In the flat scrubland of Pakistan's scorching Thar Desert, hundreds of workers have been toiling for two years in the vast open pit of the Sindh Engro Coal Mining Co. Taking three-hour breaks during the hottest part of the day and living in a makeshift village of shipping containers, they are digging for fuel to sustain a $3.5 billion power project. So far they have scraped away about 500 feet (150 meters) of Aeolian sand, dirt and coal to create a hole a mile (1.6 km) wide.

Far to the north, in the Cholistan Desert, lie the skeletal beginnings of a solar farm that is supposed to expand to eight times the size of New York's Central Park. It is the largest solar project in Pakistan, where the government has recently announced an ambitious plan to generate 60 percent of its power from renewable sources in about a decade.
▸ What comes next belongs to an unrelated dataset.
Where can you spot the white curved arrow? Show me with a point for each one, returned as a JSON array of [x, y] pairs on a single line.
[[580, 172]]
If these grand developments in the desert suggest that coal and solar are in a close-run contest, they are not. Before 2016, Pakistan had a single coal-fired plant. It now has nine, supplying 15 percent of the nation's electricity, with another four under construction. Solar power provides about 1 percent of energy needs and is getting a tiny sliver of investment compared with what is going into coal. Solar and other renewables may someday eliminate Pakistan's dependence on coal, but that day is probably decades away.